Homework 4 Solutions

22C:116, Spring 1997

Ioana M. Lungeanu
Problem 1 Part A

        disable all interrupts that may cause process scheduling
	save state of process P that caused fault
           (must include info needed to get addr
	   of referenced page in this state!)
        mark process as blocked awaiting signal to P.fault_sem
	pass P to page fault handler process
        reenable disabled interrupts

            get P for process that caused fault
            if reference is to N, page not in TLB
                if reference is to page in memory
                    soft page fault for TLB update
                    select frame F containing R, page to replace
                    mark it not valid
                    if frame F dirty
                        enqueue  for disk I/O
                    enqueue  for disk I/O
                    update TLB and map
                access violation
                kill P

Problem 1 Part B

    An easy way to allow for multiple faults at the same time would be
    to queue them for the page fault process.  When the interrupt routine
    is called it enqueues the requests (containing the process ID, which
    allows access to everything else that matters) in the fault service
    processes queue.  The logic shown above allows this fairly simply.

    The problem with this solution is that it forces page faults to be
    served in the order in which they are encountered, thus eliminating
    the potential of the disk scheduler to speed service.  A better
    approach would be to enqueue the read request for the page that caused
    the fault with the semaphore P.fault_sem in the I/O request, so that
    the disk interrupt service routine would unblock the process that caused
    the fault.  This would allow faults to be served in the order that their
    disk I/O completes.

    The difficult aspect of this second solution is that it requires that
    the disk interrupt service routine be responsible for the final update
    to the memory address maps on completion of I/O scheduled as part of fault

Problem 2

    There is a queue of requests pending for service by the
    comm_line_routine.  Each request is for a block.  All blocks have
    the same size: N bytes of data.  Requests don't mix with one
    another (only one is active at any given time).

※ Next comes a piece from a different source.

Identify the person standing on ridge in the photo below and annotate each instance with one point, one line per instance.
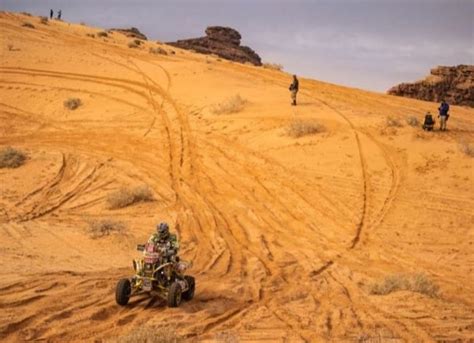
(294, 87)
(443, 115)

    Requests have the specified 3 fields. The routine needs to maintain
    a request queue, a counter (number of bytes received for the active
    request) and an accumulator for the checksums of blocks being
    received.  These are system variables initialized to 0.  Head_request
    is the head request in the request queue

        if count < N-1 
            count ++
            store byte read in head_request.buffer[count]
            accumulate checksum for byte read
        elseif count = N-1 
            if byte_read not equal to accumulated checksum
                try to correct it
                if succesful
                    set head_request.status = OK
                    set head_request.status = ERR
                set head_request.status = OK
            count = 0
            checksum accumulator = 0
            signal head_request.semaphore
            dequeue head_request from request queue
            if request queue not empty
                -- setup to handle next I/O request
                -- leave interrupt disabled
                -- customer must enable interrupt on enqueue of request

Problem 3

    The purpose here is to minimize the number of rotations since
    the rotational latency is a big factor in the total acces time
    for a disk.

    In the case of requests for different sectors the order in which
    they are serviced is very important. If interleaving is present
    then accesing sectors in increasing order of their sector number
    minimizes the number of rotations.  So the queue of requests
    should be ordered in increasing fashion, (leaving out duplicates
    for the next round).

    When the requests are for whole tracks, the order in which we
    service them does not matter since each request will take the same
    time to service (a whole rotation).

    Another solution is to employ track-at-a-time caching technique.
    In this aproach there is no difference between requests for whole
    track or for different sectors.  We spend a whole rotation anytime.
    This if effective when there are many requests for a track or
    sectors in the same track.  We can still chose to cache the track
    with more requests for it or for its sectors first.  Hoping that
    by the time we are done we'll have more requests for some other

Problem 4

    RAM disk works best when accesses are for different disk blocks.  It
    needs to have allocated for it enough memory space to fit in all the
    disk blocks.  Request queue as a cache works best when there is
    frequent reading or writing activity at the same disk block. Request
    queue reduces very much the number of needed accesses to the disk by
    eliminating redundant request.

    In the case where the queue works best comparable performance of the
    two can be expected.  Even if RAM disk performes "bad" in this
    situation, not needing disk access at all probably keeps up with the
    best of the request queues.

    Otherwise, if resources permit RAM disks to exist they will perform
    better because all disk blocks are pre-fetched into the RAM disk at
    startup time and no real disk activity will occur from that time onward.

    However!  If fault tolerance is an issue, most caches will write data
    back to disk eventually, and the disk request queue based cache will
    write everything back to the disk whenever user processes are idle even
    briefly.  In contrast, RAM disks usually only copy back to the real
    disk when the system is shut down in an orderly way.  The potential
    for data loss is therefore greater with most RAM disk implementations.